When and how to use a ThreadLocal
As our readers might already have guessed, I deal with memory leaks on a daily basis. A particular type of the OutOfMemoryError messages has recently started catching my attention – the issues triggered by misused ThreadLocals have become more and more frequent. Looking at the causes for such leakages, I am starting to believe that more than half of those are caused by developers who either have no clue what they are doing or who are trying to apply a solution to the problems which it is not meant to solve.
Instead of grinding my teeth, I decided to open up the topic by publishing two articles, first of which you are currently reading. In the post I explain the motivation behind ThreadLocal usage. In the second post currently in progress I will open up the ThreadLocal bonnet and look at the implementation.
Let us start with an imaginary scenario in which ThreadLocal usage is indeed reasonable. For this, say hello to our hypothetical developer, named Tim. Tim is developing a webapp, in which there is a lot of localized content. For example a user from California would expect to be greeted with date formatted using a familiar MM/dd/yy pattern, one from Estonia on the other hand would like to see a date formatted according to dd.MM.yyyy. So Tim starts writing code like this:
public String formatCurrentDate() { DateFormat df = new SimpleDateFormat("MM/dd/yy"); return df.format(new Date()); } public String formatFirstOfJanyary1970() { DateFormat df = new SimpleDateFormat("MM/dd/yy"); return df.format(new Date(0)); }
After a while, Tim finds this to be boring and against good practices – the application code is polluted with such initializations. So he makes a seemingly reasonable move by extracting the DateFormat to an instance variable. After making the move, his code now looks like the following:
private DateFormat df = new SimpleDateFormat("MM/dd/yy"); public String formatCurrentDate() { return df.format(new Date()); } public String formatFirstOfJanyary1970() { return df.format(new Date(0)); }
Happy with the refactoring results, Tim tosses an imaginary high five to himself, pushes the change to the repository and walks home. Few days later the users start complaining – some of them seem to get completely garbled strings instead of the former nicely formatted dates.
Investigating the issue Tim discovers that the DateFormat implementation is not thread safe. Meaning that in the scenario above, if two threads simultaneously use the formatCurrentDate() and formatFirstOfJanyary1970() methods, there is a chance that the state gets mangled and displayed result could be messed up. So Tim fixes the issue by limiting the access to the methods to make sure one thread at a time is entering at the formatting functionality. Now his code looks like the following:
private DateFormat df = new SimpleDateFormat("MM/dd/yy"); public synchronized String formatCurrentDate() { return df.format(new Date()); } public synchronized String formatFirstOfJanyary1970() { return df.format(new Date(0)); }
After giving himself another virtual high five, Tim commits the change and goes to a long-overdue vacation. Only to start receiving phone calls next day complaining that the throughput of the application has dramatically fallen. Digging into the issue he finds out that synchronizing the access has created an unexpected bottleneck in the application. Instead of entering the formatting sections as they pleased, threads now have to wait behind one another.

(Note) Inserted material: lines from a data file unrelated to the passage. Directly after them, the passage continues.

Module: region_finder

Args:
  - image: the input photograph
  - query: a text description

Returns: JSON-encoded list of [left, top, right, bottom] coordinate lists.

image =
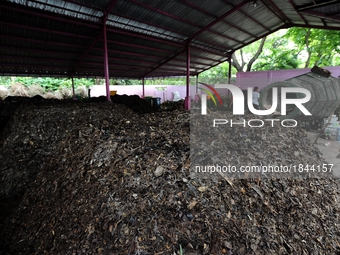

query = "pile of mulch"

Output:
[[160, 100, 184, 111], [111, 94, 155, 113], [0, 103, 340, 255]]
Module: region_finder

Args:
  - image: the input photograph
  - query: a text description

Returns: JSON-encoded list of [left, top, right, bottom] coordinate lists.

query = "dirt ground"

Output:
[[307, 131, 340, 178], [0, 97, 340, 255]]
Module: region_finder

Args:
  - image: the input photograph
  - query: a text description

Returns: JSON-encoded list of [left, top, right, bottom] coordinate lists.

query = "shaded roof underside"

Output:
[[0, 0, 340, 79]]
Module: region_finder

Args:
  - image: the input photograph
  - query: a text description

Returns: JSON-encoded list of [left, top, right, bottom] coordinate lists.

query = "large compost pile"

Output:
[[0, 98, 340, 255]]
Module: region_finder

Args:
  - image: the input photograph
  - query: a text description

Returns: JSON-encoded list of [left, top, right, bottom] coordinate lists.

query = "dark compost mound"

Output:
[[0, 103, 340, 255]]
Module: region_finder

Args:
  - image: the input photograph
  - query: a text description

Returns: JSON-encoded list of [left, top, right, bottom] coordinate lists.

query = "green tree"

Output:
[[286, 27, 340, 68]]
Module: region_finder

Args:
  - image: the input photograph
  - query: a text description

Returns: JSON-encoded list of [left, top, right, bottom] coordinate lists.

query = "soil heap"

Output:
[[0, 102, 340, 255]]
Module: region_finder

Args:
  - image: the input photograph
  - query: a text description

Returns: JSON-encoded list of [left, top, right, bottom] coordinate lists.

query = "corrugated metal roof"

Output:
[[0, 0, 340, 78]]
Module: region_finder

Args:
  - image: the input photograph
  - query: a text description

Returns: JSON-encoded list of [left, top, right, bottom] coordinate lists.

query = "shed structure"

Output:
[[0, 0, 340, 108]]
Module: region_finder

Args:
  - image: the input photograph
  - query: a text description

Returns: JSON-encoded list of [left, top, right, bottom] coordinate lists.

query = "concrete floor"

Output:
[[307, 131, 340, 178]]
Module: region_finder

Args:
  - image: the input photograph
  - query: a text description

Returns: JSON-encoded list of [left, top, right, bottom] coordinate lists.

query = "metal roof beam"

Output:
[[143, 49, 185, 77], [188, 0, 249, 41], [1, 46, 78, 57], [300, 10, 340, 21], [181, 0, 262, 43], [107, 40, 172, 53], [72, 0, 119, 74], [1, 35, 85, 49], [296, 0, 340, 11], [129, 0, 244, 45], [26, 0, 100, 19], [0, 21, 92, 39], [267, 0, 292, 23], [288, 0, 308, 25], [0, 4, 99, 29]]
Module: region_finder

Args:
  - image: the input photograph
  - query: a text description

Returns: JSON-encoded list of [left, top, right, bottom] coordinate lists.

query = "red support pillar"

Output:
[[72, 75, 77, 100], [184, 43, 190, 110], [103, 22, 111, 102], [228, 55, 231, 84], [142, 77, 145, 98]]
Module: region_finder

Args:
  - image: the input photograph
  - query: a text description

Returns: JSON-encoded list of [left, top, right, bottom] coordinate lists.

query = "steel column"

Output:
[[142, 77, 145, 98], [184, 42, 190, 110], [228, 56, 231, 84], [103, 23, 111, 102], [72, 75, 77, 100]]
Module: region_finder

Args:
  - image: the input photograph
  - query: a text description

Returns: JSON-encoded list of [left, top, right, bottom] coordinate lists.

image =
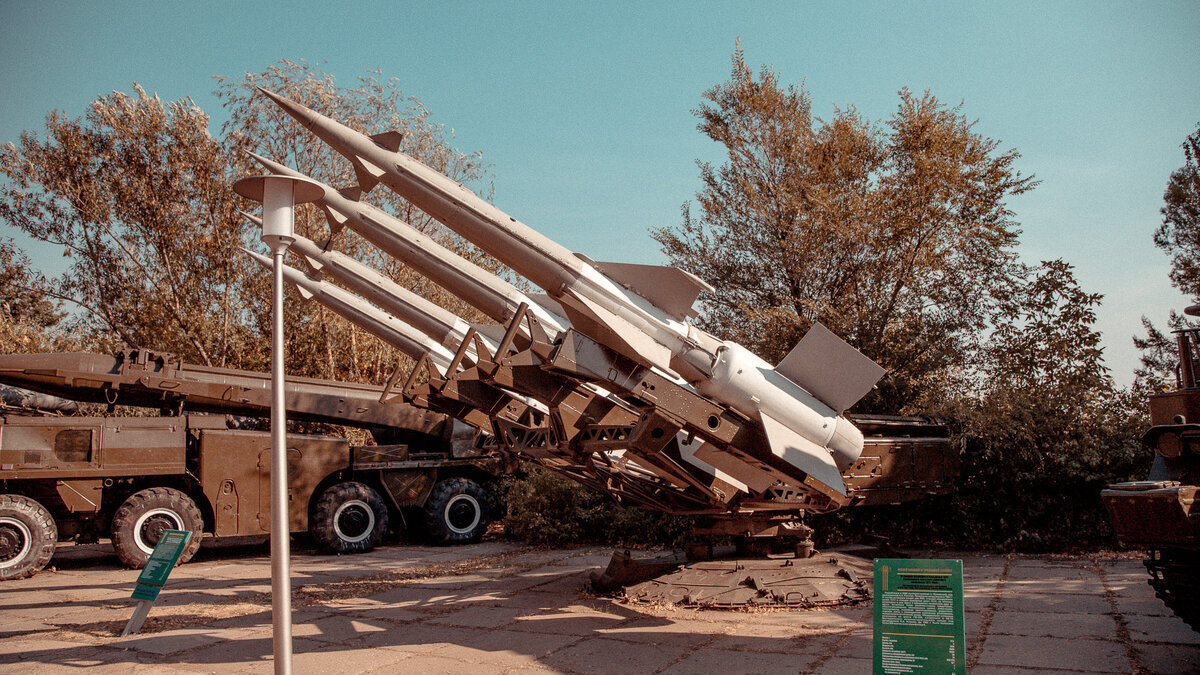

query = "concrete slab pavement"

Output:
[[0, 542, 1200, 675]]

Reading further about the issue Tim discovers a different type of variables called ThreadLocal. These variables differ from their normal counterparts in that each thread that accesses one (via ThreadLocal’s get or set method) has its own, independently initialized copy of the variable. Happy with the newly discovered concept, Tim once again rewrites the code:
public static ThreadLocal df = new ThreadLocal() { protected DateFormat initialValue() { return new SimpleDateFormat("MM/dd/yy"); } }; public String formatCurrentDate() { return df.get().format(new Date()); } public String formatFirstOfJanyary1970() { return df.get().format(new Date(0)); }
Going through a process like this, Tim has through painful lessons learned a powerful concept. Applied like in the last example, the result serves as a good example about the benefits.
But the newly-found concept is a dangerous one. If Tim had used one of the application classes instead of the JDK bundled DateFormat classes loaded by the bootstrap classloader, we are already in the danger zone. Just forgetting to remove it after the task at hand is completed, a copy of that Object will remain with the Thread, which tends to belong to a thread pool. Since lifespan of the pooled Thread surpasses that of the application, it will prevent the object and thus a ClassLoader being responsible for loading the application from being garbage collected. And we have created a leak, which has a chance to surface in a good old java.lang.OutOfMemoryError: PermGen space form
Another way to start abusing the concept is via using the ThreadLocal as a hack for getting a global context within your application. Going down this rabbit hole is a sure way to mangle your application code with all kind of unimaginary dependencies coupling your whole code base into an unmaintainable mess.